Tax Plan Takes Aim at (non-carbon) Energy

November 21, 2017

Still a moving target, but proposed tax “reform” will not only make the richest richer, (see above) it will take aim at disruptive new energy technologies, as well.

The goal: A lump of coal in everyone’s stocking.


The framework the White House proposed Sept. 27 “would disrupt the economics of clean energy projects as a consequence of making profound changes to the U.S. tax code,” according to a research report Monday from Daniel Shurey, an analyst with Bloomberg New Energy Finance.

Lower corporate tax rates would threaten the supply of tax equity, an esoteric type of financing that often accounts for half the cost or more of wind and solar projects. In these deals, renewable-energy developers sell portions of their projects’ tax credits to corporations — often banks and some insurance companies — that can apply the credits to their own tax bills. Lower tax rates for businesses would mean they need fewer write-offs.

“Will CFOs say this isn’t worth it and pull out of the market?” David Burton, a New York-based partner at Mayer Brown LLP, said in a phone interview.

Developers may raise about $12 billion in the tax-equity market this year, $7 billion for solar and $5 billion for wind, according to New Energy Finance. That would be down from about $14.8 billion last year.

Not everyone is concerned about the potential for disruption.

“2016 proved that there’s a tremendous amount of tax equity appetite for renewable-energy projects,” Jigar Shah, president and co-founder of Generate Capital Inc., said in a phone interview Wednesday. “Even if tax rates come down, there will be plenty of tax appetite for the foreseeable future. We have enough tax-equity buyers.’’

But if tax reform significantly reduces available tax-equity financing, chief financial officers might need to lean more on other — potentially pricier — sources of capital to make up the slack, Martin said.
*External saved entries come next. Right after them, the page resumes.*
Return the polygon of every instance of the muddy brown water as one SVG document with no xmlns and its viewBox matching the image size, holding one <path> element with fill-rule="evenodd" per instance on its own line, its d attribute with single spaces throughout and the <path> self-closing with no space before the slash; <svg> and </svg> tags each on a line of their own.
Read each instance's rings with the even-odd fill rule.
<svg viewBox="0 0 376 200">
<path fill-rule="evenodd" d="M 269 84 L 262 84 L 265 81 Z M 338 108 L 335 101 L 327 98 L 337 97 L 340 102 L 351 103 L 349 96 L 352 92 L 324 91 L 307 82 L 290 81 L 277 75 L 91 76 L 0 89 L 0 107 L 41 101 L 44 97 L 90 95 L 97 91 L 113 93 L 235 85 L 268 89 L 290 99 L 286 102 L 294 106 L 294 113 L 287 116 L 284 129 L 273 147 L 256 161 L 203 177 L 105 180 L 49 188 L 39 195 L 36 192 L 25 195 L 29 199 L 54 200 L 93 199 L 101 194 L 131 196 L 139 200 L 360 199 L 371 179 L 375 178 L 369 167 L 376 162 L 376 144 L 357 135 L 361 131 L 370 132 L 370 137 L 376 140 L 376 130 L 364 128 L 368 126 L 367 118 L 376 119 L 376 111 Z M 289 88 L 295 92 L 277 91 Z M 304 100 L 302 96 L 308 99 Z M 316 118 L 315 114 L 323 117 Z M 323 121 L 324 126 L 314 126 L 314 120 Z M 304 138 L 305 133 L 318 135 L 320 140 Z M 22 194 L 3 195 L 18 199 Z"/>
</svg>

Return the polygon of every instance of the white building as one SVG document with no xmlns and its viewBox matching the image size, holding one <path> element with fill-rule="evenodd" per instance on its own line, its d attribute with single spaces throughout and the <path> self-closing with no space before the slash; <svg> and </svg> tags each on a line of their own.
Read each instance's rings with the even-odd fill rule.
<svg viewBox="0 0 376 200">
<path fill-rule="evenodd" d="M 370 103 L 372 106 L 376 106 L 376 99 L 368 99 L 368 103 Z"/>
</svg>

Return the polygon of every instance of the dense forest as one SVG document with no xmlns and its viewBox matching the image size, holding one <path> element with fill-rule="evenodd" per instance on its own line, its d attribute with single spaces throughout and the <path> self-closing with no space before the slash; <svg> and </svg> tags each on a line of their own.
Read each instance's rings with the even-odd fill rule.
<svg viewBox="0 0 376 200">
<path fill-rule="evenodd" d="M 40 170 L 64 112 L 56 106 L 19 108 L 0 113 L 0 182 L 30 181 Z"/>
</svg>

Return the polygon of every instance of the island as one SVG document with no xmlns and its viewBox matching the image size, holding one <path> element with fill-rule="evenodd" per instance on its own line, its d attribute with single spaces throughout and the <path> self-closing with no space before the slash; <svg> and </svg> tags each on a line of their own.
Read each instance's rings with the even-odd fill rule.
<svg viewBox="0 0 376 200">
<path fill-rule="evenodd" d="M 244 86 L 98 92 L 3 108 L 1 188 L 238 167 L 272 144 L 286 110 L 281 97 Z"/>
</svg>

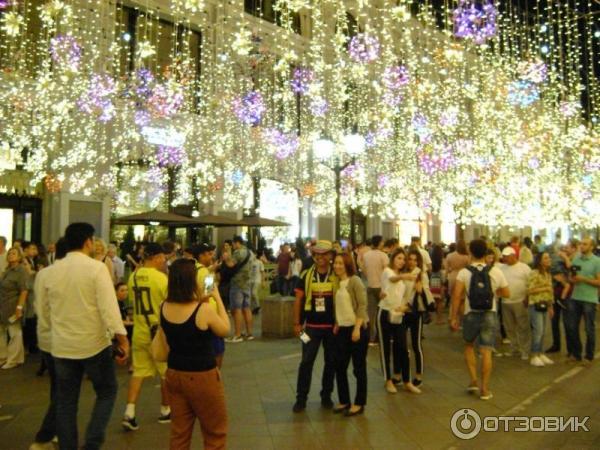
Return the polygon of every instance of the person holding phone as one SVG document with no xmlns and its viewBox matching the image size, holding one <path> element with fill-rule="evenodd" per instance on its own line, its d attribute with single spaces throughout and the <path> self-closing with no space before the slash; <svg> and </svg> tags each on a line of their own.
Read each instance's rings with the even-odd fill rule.
<svg viewBox="0 0 600 450">
<path fill-rule="evenodd" d="M 169 270 L 169 293 L 160 310 L 154 357 L 166 360 L 167 388 L 172 407 L 172 450 L 189 449 L 196 418 L 204 448 L 225 449 L 227 405 L 213 352 L 213 336 L 229 334 L 230 323 L 218 289 L 207 294 L 217 308 L 198 298 L 194 263 L 179 259 Z M 205 288 L 209 287 L 209 283 Z"/>
</svg>

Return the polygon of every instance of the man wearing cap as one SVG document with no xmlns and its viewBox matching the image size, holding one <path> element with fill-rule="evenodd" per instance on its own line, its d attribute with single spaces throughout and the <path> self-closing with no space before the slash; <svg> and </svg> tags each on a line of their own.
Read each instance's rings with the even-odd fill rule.
<svg viewBox="0 0 600 450">
<path fill-rule="evenodd" d="M 531 269 L 517 259 L 517 252 L 511 246 L 502 250 L 502 260 L 504 264 L 500 265 L 500 270 L 508 282 L 510 291 L 510 297 L 502 299 L 502 321 L 510 340 L 511 353 L 520 352 L 521 359 L 527 360 L 531 347 L 531 328 L 525 301 Z"/>
<path fill-rule="evenodd" d="M 311 246 L 311 254 L 315 264 L 302 272 L 295 289 L 294 332 L 302 339 L 302 360 L 298 368 L 294 412 L 302 412 L 306 408 L 313 365 L 321 344 L 325 354 L 321 406 L 327 409 L 333 408 L 331 401 L 335 376 L 333 302 L 338 284 L 338 279 L 331 269 L 333 246 L 330 241 L 317 241 Z"/>
<path fill-rule="evenodd" d="M 126 430 L 139 428 L 135 417 L 137 401 L 144 378 L 161 378 L 161 406 L 159 423 L 171 421 L 171 409 L 168 406 L 164 384 L 167 365 L 155 361 L 152 357 L 152 338 L 160 323 L 160 306 L 167 298 L 168 278 L 165 275 L 165 251 L 161 245 L 151 242 L 144 247 L 144 261 L 140 268 L 129 277 L 129 298 L 133 301 L 133 338 L 132 357 L 133 375 L 129 380 L 127 406 L 121 424 Z"/>
</svg>

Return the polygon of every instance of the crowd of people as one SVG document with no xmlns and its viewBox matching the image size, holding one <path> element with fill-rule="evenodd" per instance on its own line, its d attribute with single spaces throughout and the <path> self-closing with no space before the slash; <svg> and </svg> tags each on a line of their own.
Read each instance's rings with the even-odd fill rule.
<svg viewBox="0 0 600 450">
<path fill-rule="evenodd" d="M 121 259 L 118 247 L 95 238 L 86 223 L 69 225 L 47 249 L 18 240 L 7 248 L 0 237 L 0 366 L 12 369 L 39 351 L 38 373 L 49 374 L 50 404 L 31 450 L 54 448 L 56 440 L 61 449 L 79 448 L 84 375 L 96 393 L 84 448 L 102 446 L 118 395 L 115 362 L 131 373 L 125 430 L 140 428 L 136 403 L 143 382 L 158 376 L 157 420 L 171 426 L 170 448 L 189 448 L 196 419 L 205 448 L 225 448 L 225 342 L 255 339 L 253 315 L 267 283 L 265 264 L 272 262 L 271 291 L 295 297 L 294 332 L 302 346 L 295 413 L 307 407 L 320 347 L 321 406 L 333 413 L 365 412 L 369 347 L 379 351 L 386 392 L 425 392 L 429 323 L 462 330 L 466 389 L 489 400 L 494 355 L 520 356 L 534 367 L 553 364 L 548 354 L 561 351 L 561 328 L 567 359 L 593 360 L 600 289 L 595 251 L 590 238 L 545 246 L 539 236 L 498 244 L 482 237 L 446 247 L 423 246 L 414 237 L 403 247 L 373 236 L 356 246 L 298 240 L 273 257 L 237 236 L 218 251 L 206 243 L 140 243 Z M 544 349 L 548 323 L 553 344 Z"/>
</svg>

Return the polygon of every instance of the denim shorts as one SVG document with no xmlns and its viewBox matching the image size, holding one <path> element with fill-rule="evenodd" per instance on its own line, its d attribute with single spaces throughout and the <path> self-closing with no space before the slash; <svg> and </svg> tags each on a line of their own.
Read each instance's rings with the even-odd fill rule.
<svg viewBox="0 0 600 450">
<path fill-rule="evenodd" d="M 495 311 L 471 311 L 463 318 L 463 339 L 472 344 L 477 340 L 480 347 L 494 348 L 498 332 L 498 316 Z"/>
<path fill-rule="evenodd" d="M 250 308 L 250 289 L 240 289 L 232 284 L 229 289 L 229 307 L 231 309 Z"/>
</svg>

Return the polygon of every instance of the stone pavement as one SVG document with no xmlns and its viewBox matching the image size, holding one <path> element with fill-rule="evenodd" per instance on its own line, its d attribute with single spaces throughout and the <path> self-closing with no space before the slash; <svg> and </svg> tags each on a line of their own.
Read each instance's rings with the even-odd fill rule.
<svg viewBox="0 0 600 450">
<path fill-rule="evenodd" d="M 257 322 L 260 322 L 257 320 Z M 257 335 L 260 331 L 257 330 Z M 579 367 L 556 356 L 556 364 L 531 367 L 519 358 L 495 358 L 488 402 L 465 392 L 468 381 L 460 334 L 445 326 L 425 328 L 425 375 L 422 395 L 383 389 L 377 347 L 369 349 L 369 397 L 363 416 L 334 415 L 320 408 L 322 354 L 315 365 L 308 407 L 293 414 L 300 343 L 296 339 L 227 344 L 224 380 L 229 413 L 230 449 L 585 449 L 600 448 L 600 361 Z M 35 376 L 39 359 L 0 371 L 0 449 L 27 449 L 41 423 L 48 398 L 48 378 Z M 160 425 L 157 380 L 144 384 L 138 403 L 139 431 L 124 432 L 128 374 L 119 368 L 119 397 L 104 448 L 153 450 L 168 448 L 169 426 Z M 352 375 L 350 375 L 352 383 Z M 353 389 L 353 385 L 351 384 Z M 337 399 L 336 399 L 337 400 Z M 80 402 L 83 435 L 93 401 L 84 383 Z M 480 416 L 590 416 L 589 432 L 482 432 L 465 441 L 451 432 L 450 419 L 459 409 Z M 514 428 L 514 427 L 513 427 Z M 199 427 L 192 448 L 202 448 Z"/>
</svg>

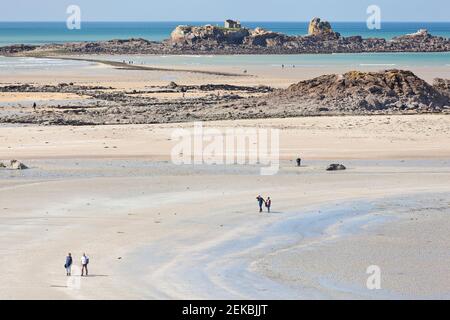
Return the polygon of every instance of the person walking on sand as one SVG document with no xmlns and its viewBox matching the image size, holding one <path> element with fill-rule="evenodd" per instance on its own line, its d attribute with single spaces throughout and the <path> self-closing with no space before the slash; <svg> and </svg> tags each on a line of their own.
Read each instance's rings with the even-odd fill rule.
<svg viewBox="0 0 450 320">
<path fill-rule="evenodd" d="M 88 276 L 88 264 L 89 264 L 89 257 L 86 256 L 86 253 L 83 253 L 83 256 L 81 257 L 81 276 L 84 276 L 84 271 L 86 270 L 86 277 Z"/>
<path fill-rule="evenodd" d="M 259 195 L 256 197 L 256 200 L 258 201 L 258 204 L 259 204 L 259 212 L 263 212 L 264 198 L 261 197 L 261 195 Z"/>
<path fill-rule="evenodd" d="M 270 197 L 268 197 L 266 200 L 266 208 L 267 208 L 267 212 L 269 212 L 269 213 L 270 213 L 271 206 L 272 206 L 272 200 L 270 199 Z"/>
<path fill-rule="evenodd" d="M 69 277 L 72 275 L 72 254 L 69 252 L 69 254 L 66 257 L 66 264 L 64 265 L 64 268 L 66 268 L 66 275 Z"/>
</svg>

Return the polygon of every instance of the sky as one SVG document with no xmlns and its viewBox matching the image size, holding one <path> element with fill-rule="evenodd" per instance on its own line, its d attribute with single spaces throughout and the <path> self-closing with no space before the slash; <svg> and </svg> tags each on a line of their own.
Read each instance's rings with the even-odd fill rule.
<svg viewBox="0 0 450 320">
<path fill-rule="evenodd" d="M 1 0 L 0 21 L 65 21 L 69 5 L 82 21 L 366 21 L 369 5 L 383 21 L 450 21 L 449 0 Z"/>
</svg>

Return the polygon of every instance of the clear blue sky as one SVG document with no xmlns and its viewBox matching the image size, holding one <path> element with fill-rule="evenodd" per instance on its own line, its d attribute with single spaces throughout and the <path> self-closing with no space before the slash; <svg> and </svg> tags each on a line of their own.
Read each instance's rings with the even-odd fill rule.
<svg viewBox="0 0 450 320">
<path fill-rule="evenodd" d="M 450 0 L 1 0 L 0 21 L 64 21 L 71 4 L 84 21 L 365 21 L 371 4 L 383 21 L 450 21 Z"/>
</svg>

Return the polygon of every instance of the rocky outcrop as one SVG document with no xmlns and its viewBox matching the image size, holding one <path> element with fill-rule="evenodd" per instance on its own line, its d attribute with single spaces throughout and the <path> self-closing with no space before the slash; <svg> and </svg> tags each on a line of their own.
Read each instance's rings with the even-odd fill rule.
<svg viewBox="0 0 450 320">
<path fill-rule="evenodd" d="M 164 51 L 160 42 L 142 38 L 113 39 L 99 42 L 72 42 L 65 44 L 46 44 L 38 48 L 40 54 L 55 52 L 76 54 L 136 54 L 157 53 Z"/>
<path fill-rule="evenodd" d="M 178 26 L 163 42 L 146 39 L 10 46 L 3 55 L 52 54 L 303 54 L 360 52 L 450 52 L 450 39 L 419 30 L 391 40 L 342 37 L 329 22 L 314 18 L 306 36 L 289 36 L 262 28 Z"/>
<path fill-rule="evenodd" d="M 38 46 L 31 46 L 31 45 L 25 45 L 25 44 L 17 44 L 12 46 L 6 46 L 6 47 L 0 47 L 0 55 L 8 56 L 13 55 L 17 53 L 24 53 L 36 50 Z"/>
<path fill-rule="evenodd" d="M 439 112 L 450 105 L 439 88 L 403 70 L 324 75 L 291 85 L 278 95 L 310 101 L 322 110 Z"/>
<path fill-rule="evenodd" d="M 328 21 L 322 21 L 320 18 L 313 18 L 308 26 L 308 35 L 313 37 L 322 37 L 328 39 L 339 39 L 340 34 L 333 31 Z"/>
<path fill-rule="evenodd" d="M 226 43 L 242 44 L 249 36 L 248 29 L 227 29 L 218 26 L 206 25 L 203 27 L 178 26 L 170 36 L 170 42 L 175 44 Z"/>
</svg>

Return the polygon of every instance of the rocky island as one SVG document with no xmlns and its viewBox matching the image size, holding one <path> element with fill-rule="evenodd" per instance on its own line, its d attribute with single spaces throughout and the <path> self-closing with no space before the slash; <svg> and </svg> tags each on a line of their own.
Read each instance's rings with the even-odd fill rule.
<svg viewBox="0 0 450 320">
<path fill-rule="evenodd" d="M 230 27 L 231 26 L 231 27 Z M 262 28 L 249 29 L 227 21 L 225 27 L 187 26 L 175 28 L 162 42 L 146 39 L 110 40 L 14 45 L 0 48 L 2 55 L 51 54 L 303 54 L 362 52 L 449 52 L 450 39 L 431 35 L 422 29 L 391 40 L 343 37 L 320 18 L 311 20 L 308 34 L 290 36 Z"/>
</svg>

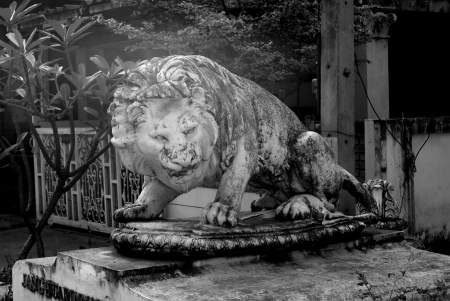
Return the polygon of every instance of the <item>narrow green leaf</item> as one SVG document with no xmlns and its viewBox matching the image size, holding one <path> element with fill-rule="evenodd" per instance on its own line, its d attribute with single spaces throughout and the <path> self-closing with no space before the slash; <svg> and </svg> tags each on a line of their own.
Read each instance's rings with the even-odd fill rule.
<svg viewBox="0 0 450 301">
<path fill-rule="evenodd" d="M 100 135 L 99 140 L 103 140 L 109 134 L 109 129 L 104 129 L 103 133 Z"/>
<path fill-rule="evenodd" d="M 77 28 L 81 25 L 81 23 L 83 23 L 83 21 L 85 20 L 85 18 L 78 18 L 75 20 L 75 22 L 73 22 L 72 24 L 70 24 L 69 29 L 67 30 L 67 42 L 69 42 L 69 38 L 70 36 L 75 32 L 75 30 L 77 30 Z"/>
<path fill-rule="evenodd" d="M 76 72 L 73 72 L 72 75 L 64 74 L 64 77 L 67 78 L 78 90 L 81 89 L 79 75 Z"/>
<path fill-rule="evenodd" d="M 65 44 L 66 41 L 66 29 L 64 28 L 64 25 L 57 21 L 57 20 L 50 20 L 47 19 L 48 24 L 50 24 L 51 27 L 58 33 L 58 35 L 61 37 L 61 42 Z"/>
<path fill-rule="evenodd" d="M 14 45 L 16 45 L 17 47 L 20 48 L 20 44 L 19 44 L 19 42 L 17 41 L 16 35 L 15 35 L 14 33 L 9 32 L 9 33 L 6 34 L 6 36 L 8 37 L 8 39 L 9 39 L 11 42 L 14 43 Z"/>
<path fill-rule="evenodd" d="M 84 38 L 85 36 L 87 36 L 88 34 L 91 34 L 92 32 L 85 32 L 79 36 L 77 36 L 75 39 L 71 40 L 69 43 L 72 45 L 73 43 L 75 43 L 76 41 L 78 41 L 79 39 Z"/>
<path fill-rule="evenodd" d="M 57 41 L 61 44 L 61 46 L 64 46 L 64 42 L 63 42 L 60 38 L 58 38 L 57 36 L 55 36 L 54 34 L 51 34 L 51 33 L 46 32 L 46 31 L 41 31 L 41 32 L 44 33 L 44 34 L 46 34 L 46 35 L 48 35 L 48 36 L 51 37 L 51 38 L 54 38 L 55 40 L 57 40 Z"/>
<path fill-rule="evenodd" d="M 13 1 L 10 5 L 9 5 L 9 10 L 12 12 L 16 12 L 16 7 L 17 7 L 17 2 Z"/>
<path fill-rule="evenodd" d="M 18 146 L 19 146 L 19 145 L 16 143 L 16 144 L 11 145 L 11 146 L 8 147 L 7 149 L 5 149 L 5 150 L 0 154 L 0 160 L 2 160 L 4 157 L 8 156 L 8 154 L 9 154 L 12 150 L 14 150 L 15 148 L 17 148 Z"/>
<path fill-rule="evenodd" d="M 35 48 L 35 49 L 31 50 L 31 51 L 32 52 L 39 52 L 39 51 L 42 51 L 42 50 L 45 50 L 45 49 L 49 49 L 49 48 L 51 48 L 52 50 L 58 51 L 57 49 L 55 49 L 55 47 L 58 47 L 58 46 L 59 46 L 59 44 L 46 45 L 46 46 L 41 46 L 41 47 Z M 59 52 L 64 52 L 64 51 L 59 51 Z"/>
<path fill-rule="evenodd" d="M 38 4 L 33 4 L 30 7 L 28 7 L 27 9 L 25 9 L 23 12 L 21 13 L 16 13 L 17 14 L 17 18 L 26 18 L 27 14 L 32 11 L 33 9 L 35 9 L 36 7 L 38 7 L 39 5 L 41 5 L 41 3 Z"/>
<path fill-rule="evenodd" d="M 27 7 L 28 3 L 30 3 L 31 0 L 24 0 L 22 3 L 20 3 L 19 7 L 16 9 L 16 14 L 20 14 L 22 10 Z"/>
<path fill-rule="evenodd" d="M 83 63 L 78 64 L 78 73 L 83 79 L 86 78 L 86 67 Z"/>
<path fill-rule="evenodd" d="M 28 62 L 30 62 L 31 67 L 34 67 L 34 65 L 36 64 L 36 58 L 34 57 L 33 53 L 28 53 L 25 58 Z"/>
<path fill-rule="evenodd" d="M 7 57 L 0 57 L 0 65 L 3 64 L 4 62 L 12 60 L 12 59 L 13 58 L 9 57 L 9 56 L 7 56 Z"/>
<path fill-rule="evenodd" d="M 112 72 L 112 75 L 116 75 L 120 70 L 122 70 L 122 67 L 120 66 L 115 66 L 115 64 L 113 64 L 113 66 L 114 68 L 112 69 L 114 69 L 114 71 Z"/>
<path fill-rule="evenodd" d="M 92 25 L 94 25 L 95 22 L 89 22 L 88 24 L 84 25 L 83 27 L 80 28 L 80 30 L 78 30 L 77 32 L 75 32 L 74 34 L 70 35 L 67 37 L 67 43 L 72 43 L 72 40 L 75 39 L 76 37 L 80 36 L 81 34 L 83 34 L 83 32 L 85 32 L 86 30 L 88 30 L 89 28 L 92 27 Z"/>
<path fill-rule="evenodd" d="M 105 93 L 105 90 L 106 90 L 106 79 L 105 79 L 105 77 L 103 75 L 100 74 L 99 76 L 97 76 L 97 84 L 98 84 L 98 87 L 100 88 L 100 91 L 102 93 Z"/>
<path fill-rule="evenodd" d="M 17 144 L 20 144 L 22 141 L 23 141 L 23 139 L 25 139 L 25 137 L 28 135 L 28 132 L 24 132 L 24 133 L 22 133 L 22 134 L 20 134 L 20 136 L 19 137 L 17 137 Z"/>
<path fill-rule="evenodd" d="M 9 8 L 0 8 L 0 17 L 2 17 L 6 23 L 11 20 L 11 10 Z"/>
<path fill-rule="evenodd" d="M 61 96 L 64 99 L 64 101 L 67 103 L 70 98 L 70 87 L 68 84 L 62 84 L 59 88 L 59 91 L 61 92 Z"/>
<path fill-rule="evenodd" d="M 20 49 L 22 49 L 25 52 L 25 43 L 23 42 L 22 34 L 16 29 L 13 28 L 14 37 L 16 38 L 17 42 L 20 45 Z"/>
<path fill-rule="evenodd" d="M 54 106 L 45 106 L 47 108 L 48 111 L 54 111 L 54 110 L 58 110 L 58 111 L 62 111 L 61 108 L 58 107 L 54 107 Z"/>
<path fill-rule="evenodd" d="M 91 114 L 92 116 L 96 117 L 97 119 L 103 120 L 103 118 L 100 116 L 100 114 L 97 112 L 97 110 L 94 110 L 93 108 L 84 107 L 84 110 Z"/>
<path fill-rule="evenodd" d="M 27 46 L 27 51 L 32 50 L 34 47 L 43 43 L 47 39 L 50 39 L 50 37 L 47 36 L 47 37 L 42 37 L 42 38 L 37 39 L 36 41 L 32 42 L 29 46 Z M 30 40 L 28 40 L 28 41 L 30 41 Z"/>
<path fill-rule="evenodd" d="M 6 145 L 11 146 L 11 143 L 9 143 L 8 139 L 2 136 L 3 141 L 6 143 Z"/>
<path fill-rule="evenodd" d="M 23 98 L 27 96 L 27 92 L 22 88 L 16 89 L 16 93 L 22 96 Z"/>
<path fill-rule="evenodd" d="M 92 56 L 91 61 L 93 61 L 97 66 L 109 70 L 109 64 L 102 56 L 100 55 Z"/>
<path fill-rule="evenodd" d="M 56 93 L 56 95 L 53 96 L 52 99 L 50 100 L 50 104 L 52 104 L 55 100 L 57 100 L 60 97 L 61 97 L 61 93 L 60 92 Z"/>
<path fill-rule="evenodd" d="M 93 129 L 89 129 L 89 130 L 82 131 L 81 134 L 94 133 L 94 132 L 96 132 L 96 131 L 97 131 L 97 129 L 93 128 Z"/>
<path fill-rule="evenodd" d="M 69 52 L 72 52 L 74 50 L 77 50 L 78 48 L 80 48 L 80 46 L 70 46 L 69 49 L 67 49 Z"/>
<path fill-rule="evenodd" d="M 124 69 L 124 71 L 125 71 L 125 68 L 123 68 L 123 61 L 120 59 L 120 57 L 117 57 L 114 61 L 115 61 L 120 67 L 122 67 L 122 69 Z"/>
<path fill-rule="evenodd" d="M 31 41 L 33 41 L 34 34 L 36 33 L 37 28 L 35 27 L 33 31 L 31 32 L 28 39 L 25 39 L 25 49 L 27 48 L 28 44 L 30 44 Z"/>
</svg>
Debt would be an obvious alternative. But some of the tax benefits of debt would be threatened if the deductibility of interest expense is revised, Shurey said. Power plants that are already financed may suffer if their deals include clauses on changes to the tax rate.

“If everything is priced according to the current tax rate, then your calculations don’t work,” Shurey said. “The economics of that project could be in trouble.”

The federal investment tax credit for solar and production tax credit for wind have been key growth drivers, and some clean-energy executives are concerned that Congress may terminate them to boost revenue to offset a tax cut. They were extended or revived in 2015, but with step-downs over the next few years.


Republicans’ long-awaited tax bill, unveiled on Thursday, targets key renewable energy tax credits that have helped make clean energy a crucial high-wage job-creating sector in the United States.

The measure would slash the wind Production Tax Credit (PTC) by over a third, weaken the solar tax credit, and eliminate the $7,500 credit for the purchase of electric vehicles. The solar and wind credits were part of a major bipartisan deal reached in December 2015, in which the credits were extended for several years while being reduced or phased out over time.

“This proposal reneges on the tax reform deal that was already agreed to, and would impose a retroactive tax hike on an entire industry,” said American Wind Energy Association CEO Tom Kiernan in a statement. “The House proposal would pull the rug out from under 100,000 U.S. wind workers and 500 American factories, including some of the fastest growing jobs in the country.”

President Donald Trump called the tax bill, which he asserted will be enacted before years end, a “big, beautiful Christmas gift.” It is definitely a gift to the richest one percent of Americans, who get most of the tax cut. And it’s a big tax cut for the most powerful multinational corporations — as well as wealthy foreign investors.

But for the average American, it is a big lump of coal. Ninety-five percent of taxpayers would barely see their average after-tax incomes increase, as ThinkProgress’ Rebekah Entralgo has reported.

Washington Post:

Fortunately for the industry, the places best suited for onshore wind energy are concentrated in the Midwest and Great Plains — traditionally, rural strongholds for Republicans. Three GOP senators — Charles E. Grassley (Iowa), John Thune (S.D.) and Dean Heller (Nev.) — have come forward in opposition to altering the wind tax credits.

“It shouldn’t be re-opened,” Grassley said in a statement after the House bill was introduced. The tax proposal introduced in the Senate, and being debated on the Senate Finance Committee on which Grassley is a senior member, leaves the wind tax credits untouched.

Still, the specter of unwinding the tax breaks for wind has already spooked investors in the capital-intensive projects.

“The uncertainty with the House bill is freezing the deals that are underway,” said Tom Kiernan, chief executive of the utility wind lobbying group American Wind Energy Association.

Even though the Senate seems unlikely to slash the wind tax breaks, the incentives could end up being a horse that’s traded in conference as the two chambers hammer out the difference in their proposals — should the tax overhaul ever get to that stage.